Deborah Biddle, whose three children attended Verona schools over the past 12 years, has announced that she will join the school board this spring. She will run unopposed to take the seat vacated by the resignation of Russel King in November and will serve the remaining year of his term. She could run for a full term in 2020.
Biddle says her focus on the board will be managing rapid growth and growing diversity in the district.
“We have a new high school opening in 2020, and we’re redistricting the primary schools and the middle schools, so I thought that this was probably an important time for me to step in and get involved,” she said in an interview Friday. “When I think about how Sun Prairie grew really fast after their new high school opened and there was an influx of people moving into the community, issues concerning all of the students, in terms of what the caliber of education was, how they were going to handle the numbers of students moving in, the challenges of the district becoming more diverse. I’ve seen the same things happening here, potentially, in Verona.”
Verona has also seen a rapid rise in its population of student of color — in 2011, Verona High School’s student population was 75 percent white, according to state Department of Public Instruction data. It is now less than 65 percent white.
This is a statistic that hits close to home for Biddle, who has a thriving career as a diversity and inclusion consultant. She has contributed columns on diversity, inclusion and other career issues for Madison365.
“Verona has become more diverse in the 12 years that I’ve lived here, so I wanted to be involved and help the district become even stronger, and to make sure that we’re doing things as inclusively as possible, maintaining safety, making sure that we are creating an environment where students are challenged and encouraged and supported no matter what their background is,” she said.
Biddle said she’s seen the district headed in the right direction in terms of faculty diversity, and wants to make sure that trend continues.
“Over the time (since) my oldest son was in high school, and then the time that my youngest son finished up, one of the big changes that I noticed as a person of color, was that there were more principals and counselors and teachers of color in the high school. And I think that made a big difference in terms of my youngest son’s experience of the high school. I think that’s important for all children to be able to see themselves in the leadership that is around them. And so to the extent that at every level of the school district, we are able to do that. And I think it’s good for … majority kids to see that there are different adults, leadership figures in the school, who care about all students and who are challenging and supporting all students. It’s good for everybody to see that, and experience it.”
Biddle also noted that the Verona school district is also challenged by serving several cities, including Verona, parts of Madison and Fitchburg, one of the fastest-growing cities in the state.
Biddle, who’s never run for public office before, was recruited to run by current Board Vice President Meredith Stier Christensen after King announced his resignation.

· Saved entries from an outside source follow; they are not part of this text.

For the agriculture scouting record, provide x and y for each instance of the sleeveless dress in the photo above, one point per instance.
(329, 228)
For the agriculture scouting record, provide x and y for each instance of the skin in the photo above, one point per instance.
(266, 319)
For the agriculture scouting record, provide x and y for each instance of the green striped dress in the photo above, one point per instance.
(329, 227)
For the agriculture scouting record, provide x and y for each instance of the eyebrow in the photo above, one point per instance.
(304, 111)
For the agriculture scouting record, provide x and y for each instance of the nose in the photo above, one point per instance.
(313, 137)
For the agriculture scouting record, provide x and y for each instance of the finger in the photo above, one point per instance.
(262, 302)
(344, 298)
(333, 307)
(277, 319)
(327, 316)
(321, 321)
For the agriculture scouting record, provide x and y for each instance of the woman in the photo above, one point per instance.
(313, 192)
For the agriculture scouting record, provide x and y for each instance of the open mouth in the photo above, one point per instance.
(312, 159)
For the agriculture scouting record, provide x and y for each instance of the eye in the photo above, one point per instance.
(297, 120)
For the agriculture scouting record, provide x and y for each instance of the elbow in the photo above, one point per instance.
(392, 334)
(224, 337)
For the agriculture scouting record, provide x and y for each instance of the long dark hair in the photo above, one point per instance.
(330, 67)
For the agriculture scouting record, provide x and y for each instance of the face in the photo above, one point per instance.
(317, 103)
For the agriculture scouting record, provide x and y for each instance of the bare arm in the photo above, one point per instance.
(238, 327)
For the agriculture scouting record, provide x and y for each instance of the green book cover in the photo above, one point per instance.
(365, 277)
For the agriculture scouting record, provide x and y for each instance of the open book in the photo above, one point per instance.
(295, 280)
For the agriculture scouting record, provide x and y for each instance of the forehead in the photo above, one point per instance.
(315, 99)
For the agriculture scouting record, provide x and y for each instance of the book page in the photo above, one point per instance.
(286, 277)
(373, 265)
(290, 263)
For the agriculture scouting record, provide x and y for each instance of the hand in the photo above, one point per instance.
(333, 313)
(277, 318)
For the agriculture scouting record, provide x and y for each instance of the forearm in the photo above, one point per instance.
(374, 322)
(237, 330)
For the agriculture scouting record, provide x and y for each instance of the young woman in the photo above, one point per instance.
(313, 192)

“At first, I was a little apprehensive about it,” she said. “But the more I thought about it and talked with my family about it, the more it seemed like the right thing to do. I find that a lot of times we sit around and talk about what could be done, and complain about things that should be better, and we don’t always take advantage of the opportunities to do something about it when they’re presented. And so since this basically just came into my lap, and I felt like I have the skill and the interest and the experience in the district to be effective, I said yes.”